Screen Reviews
Going Underground

Going Underground

starring Joe Boyd, Robert Wyatt, Mick Farren, Barry Miles, John “Hoppy” Hopkins, Eddie Prevost

Pride DVD

Going Underground

This fascinating look at the London of the 1960s shows us the how and the why of those riotously creative times and the people that propelled popular culture to its limits. The UK of the early ’60s was lumbering out from the austerity of the 1950s and ridding itself of the “mono-culture of British life” with a small group of forward thinkers that had discovered the works of the New York Beat Generation writers and the avant-garde works of American composer John Cage. Nothing was out of bounds, and coupled with the rise of LSD, artists such as Paul McCartney began to look underground for inspiration. They found it in Barry Miles’ Indica Gallery and Bookshop, a common ground of experimental work and fellowship which was patterned in some aspects on the City Lights bookstore in San Francisco. Miles led McCartney to artists such as composer Karlheinz Stockhausen, whose groundbreaking works of electronic music gave rise to McCartney’s “Tomorrow Never Knows” on Revolver.
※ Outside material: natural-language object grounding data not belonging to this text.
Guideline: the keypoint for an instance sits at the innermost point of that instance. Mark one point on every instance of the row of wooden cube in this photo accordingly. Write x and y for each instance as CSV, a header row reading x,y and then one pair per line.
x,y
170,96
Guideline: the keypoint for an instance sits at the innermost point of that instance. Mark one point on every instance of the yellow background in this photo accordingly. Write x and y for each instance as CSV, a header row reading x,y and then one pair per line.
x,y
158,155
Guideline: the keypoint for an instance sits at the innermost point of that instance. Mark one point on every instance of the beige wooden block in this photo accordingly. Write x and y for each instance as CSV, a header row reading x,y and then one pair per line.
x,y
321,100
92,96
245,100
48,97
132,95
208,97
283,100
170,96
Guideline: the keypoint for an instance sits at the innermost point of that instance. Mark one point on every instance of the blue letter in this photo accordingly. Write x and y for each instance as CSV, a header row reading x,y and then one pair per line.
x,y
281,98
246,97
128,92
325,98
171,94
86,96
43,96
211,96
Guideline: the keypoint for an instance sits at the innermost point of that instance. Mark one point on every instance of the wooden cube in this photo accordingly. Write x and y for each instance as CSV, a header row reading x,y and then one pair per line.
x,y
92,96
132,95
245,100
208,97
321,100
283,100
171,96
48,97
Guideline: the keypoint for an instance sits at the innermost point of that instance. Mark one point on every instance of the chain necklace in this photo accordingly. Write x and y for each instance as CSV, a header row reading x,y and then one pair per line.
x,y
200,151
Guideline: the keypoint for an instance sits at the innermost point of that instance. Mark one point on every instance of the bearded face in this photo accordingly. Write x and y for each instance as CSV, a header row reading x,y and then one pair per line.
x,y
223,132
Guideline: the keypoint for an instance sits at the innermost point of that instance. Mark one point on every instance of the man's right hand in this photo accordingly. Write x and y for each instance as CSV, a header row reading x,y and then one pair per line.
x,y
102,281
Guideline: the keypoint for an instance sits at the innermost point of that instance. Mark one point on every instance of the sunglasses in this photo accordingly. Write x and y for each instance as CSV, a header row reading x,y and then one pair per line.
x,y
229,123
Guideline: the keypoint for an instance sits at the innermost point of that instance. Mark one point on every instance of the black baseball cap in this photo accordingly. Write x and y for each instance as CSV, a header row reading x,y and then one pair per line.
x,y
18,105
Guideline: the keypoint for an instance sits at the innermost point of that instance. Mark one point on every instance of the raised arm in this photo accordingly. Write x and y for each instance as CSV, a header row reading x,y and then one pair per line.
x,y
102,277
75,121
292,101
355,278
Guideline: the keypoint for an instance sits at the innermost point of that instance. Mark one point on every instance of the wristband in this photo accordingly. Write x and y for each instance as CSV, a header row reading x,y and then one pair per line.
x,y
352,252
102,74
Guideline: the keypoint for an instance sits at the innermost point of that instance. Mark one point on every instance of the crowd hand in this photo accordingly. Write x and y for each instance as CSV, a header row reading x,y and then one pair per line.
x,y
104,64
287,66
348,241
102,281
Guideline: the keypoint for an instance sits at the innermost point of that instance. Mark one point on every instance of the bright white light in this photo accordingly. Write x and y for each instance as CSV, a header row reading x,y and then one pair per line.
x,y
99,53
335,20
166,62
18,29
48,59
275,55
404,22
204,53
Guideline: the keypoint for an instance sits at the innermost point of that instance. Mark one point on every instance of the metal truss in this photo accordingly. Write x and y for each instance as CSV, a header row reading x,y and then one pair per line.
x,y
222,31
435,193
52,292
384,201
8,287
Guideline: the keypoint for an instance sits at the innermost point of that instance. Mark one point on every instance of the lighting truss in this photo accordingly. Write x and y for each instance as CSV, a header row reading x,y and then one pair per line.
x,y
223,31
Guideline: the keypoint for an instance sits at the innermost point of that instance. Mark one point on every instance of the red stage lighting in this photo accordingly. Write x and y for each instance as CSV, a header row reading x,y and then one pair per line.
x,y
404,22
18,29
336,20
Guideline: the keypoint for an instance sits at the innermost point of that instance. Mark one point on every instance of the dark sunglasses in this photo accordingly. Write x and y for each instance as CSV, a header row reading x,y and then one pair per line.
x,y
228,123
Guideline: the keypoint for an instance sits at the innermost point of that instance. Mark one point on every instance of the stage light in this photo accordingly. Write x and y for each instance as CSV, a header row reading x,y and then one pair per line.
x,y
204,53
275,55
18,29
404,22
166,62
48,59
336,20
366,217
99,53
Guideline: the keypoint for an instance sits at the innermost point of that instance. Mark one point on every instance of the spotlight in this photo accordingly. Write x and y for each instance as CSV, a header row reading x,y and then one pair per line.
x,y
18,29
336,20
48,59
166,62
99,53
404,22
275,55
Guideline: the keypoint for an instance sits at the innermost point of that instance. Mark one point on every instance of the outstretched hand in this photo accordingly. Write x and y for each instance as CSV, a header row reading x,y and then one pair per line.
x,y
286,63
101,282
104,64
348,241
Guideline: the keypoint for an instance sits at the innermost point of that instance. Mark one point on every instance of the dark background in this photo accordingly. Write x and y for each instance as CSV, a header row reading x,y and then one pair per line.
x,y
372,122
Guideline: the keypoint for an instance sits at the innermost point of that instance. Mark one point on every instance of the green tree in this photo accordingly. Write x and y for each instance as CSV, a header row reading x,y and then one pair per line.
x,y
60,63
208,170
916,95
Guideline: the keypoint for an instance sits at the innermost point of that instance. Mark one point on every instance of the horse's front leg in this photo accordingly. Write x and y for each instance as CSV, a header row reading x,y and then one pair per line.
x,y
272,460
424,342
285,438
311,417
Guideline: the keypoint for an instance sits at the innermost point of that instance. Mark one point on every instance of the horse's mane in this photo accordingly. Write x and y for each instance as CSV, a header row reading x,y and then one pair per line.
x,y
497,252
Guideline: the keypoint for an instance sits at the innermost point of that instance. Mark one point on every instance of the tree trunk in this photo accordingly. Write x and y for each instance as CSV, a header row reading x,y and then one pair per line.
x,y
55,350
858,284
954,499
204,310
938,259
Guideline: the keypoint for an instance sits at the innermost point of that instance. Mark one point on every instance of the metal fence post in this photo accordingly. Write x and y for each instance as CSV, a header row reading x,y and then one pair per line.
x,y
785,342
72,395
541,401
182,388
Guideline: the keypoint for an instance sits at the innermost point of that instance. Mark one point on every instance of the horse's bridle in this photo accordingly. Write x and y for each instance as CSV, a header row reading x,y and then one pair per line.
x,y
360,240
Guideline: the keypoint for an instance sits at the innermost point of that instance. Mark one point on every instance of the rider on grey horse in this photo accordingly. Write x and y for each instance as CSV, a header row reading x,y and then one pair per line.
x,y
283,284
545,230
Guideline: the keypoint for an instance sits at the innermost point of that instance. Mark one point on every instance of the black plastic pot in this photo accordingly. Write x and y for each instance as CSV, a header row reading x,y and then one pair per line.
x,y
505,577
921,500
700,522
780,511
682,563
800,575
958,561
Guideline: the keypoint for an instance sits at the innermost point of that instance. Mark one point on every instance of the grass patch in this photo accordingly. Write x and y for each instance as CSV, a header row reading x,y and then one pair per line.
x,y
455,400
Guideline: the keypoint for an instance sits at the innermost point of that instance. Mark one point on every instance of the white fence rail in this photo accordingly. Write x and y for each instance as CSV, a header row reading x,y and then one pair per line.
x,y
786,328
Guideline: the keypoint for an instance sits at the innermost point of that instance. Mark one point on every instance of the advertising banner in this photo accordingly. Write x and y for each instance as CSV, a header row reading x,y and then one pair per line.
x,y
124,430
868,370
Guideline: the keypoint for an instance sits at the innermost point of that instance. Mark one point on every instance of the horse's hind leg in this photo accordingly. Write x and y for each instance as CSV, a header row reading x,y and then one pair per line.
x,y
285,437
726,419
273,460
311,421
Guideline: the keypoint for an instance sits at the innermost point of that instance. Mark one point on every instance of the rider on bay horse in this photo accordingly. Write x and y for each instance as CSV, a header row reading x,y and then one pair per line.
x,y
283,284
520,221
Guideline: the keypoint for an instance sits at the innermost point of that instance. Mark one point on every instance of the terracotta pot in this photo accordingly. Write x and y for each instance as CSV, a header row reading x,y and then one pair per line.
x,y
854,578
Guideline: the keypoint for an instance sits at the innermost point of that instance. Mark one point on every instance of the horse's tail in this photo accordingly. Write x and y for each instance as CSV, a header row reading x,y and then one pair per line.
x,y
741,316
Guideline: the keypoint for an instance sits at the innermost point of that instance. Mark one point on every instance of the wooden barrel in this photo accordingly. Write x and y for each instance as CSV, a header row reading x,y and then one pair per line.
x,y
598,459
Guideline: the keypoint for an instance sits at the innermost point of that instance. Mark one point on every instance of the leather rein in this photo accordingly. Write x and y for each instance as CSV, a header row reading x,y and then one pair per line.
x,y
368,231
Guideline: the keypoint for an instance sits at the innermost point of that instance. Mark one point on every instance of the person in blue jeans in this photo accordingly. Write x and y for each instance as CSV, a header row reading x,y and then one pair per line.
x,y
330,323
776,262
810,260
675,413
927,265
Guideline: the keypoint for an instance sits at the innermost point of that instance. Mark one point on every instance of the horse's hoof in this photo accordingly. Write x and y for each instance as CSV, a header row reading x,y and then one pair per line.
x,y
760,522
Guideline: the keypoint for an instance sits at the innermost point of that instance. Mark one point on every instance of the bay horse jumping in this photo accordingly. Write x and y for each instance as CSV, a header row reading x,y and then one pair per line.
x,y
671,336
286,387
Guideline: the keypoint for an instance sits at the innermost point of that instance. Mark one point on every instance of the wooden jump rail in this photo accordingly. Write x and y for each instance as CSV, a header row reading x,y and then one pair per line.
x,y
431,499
From the Indica bookshop came The International Times or IT, the newspaper of the underground. Much like Ed Sanders Fuck You, A Magazine of the Arts in New York, IT was the home to poets, activists and artists who were ignored by mass consumption media of the day (until they were arrested, that is). Around the same time, producer Joe Boyd (Pink Floyd) and John “Hoppy” Hopkins began the UFO Club, a legendary cellar that gave rise to AMM, The Soft Machine, and Syd Barrett and Pink Floyd. It was at the UFO club that Timothy Leary’s mantra of “turn on, tune in, drop out” found a home in the UK, as Pink Floyd and others took rock music beyond the three-minute pop song, explored new concepts, and helped, along with the Grateful Dead in America, create an entirely new form of expression and mind expansion.

Although McCartney is not interviewed for this DVD, a wealth of notables from the era are present. Barry Miles, John Hopkins, and Joe Boyd give valuable insights to this age of experimentation, while Robert Wyatt, who got his start drumming for The Soft Machine, and Mick Farren, leader of The Deviants and writer for IT are featured. Sadly, this is most likely one of Farren’s last interviews, as he died after performing in London in 2013. The movie is an absorbing look at a heady time, when London, along with San Francisco, literally changed the world. Highly recommended.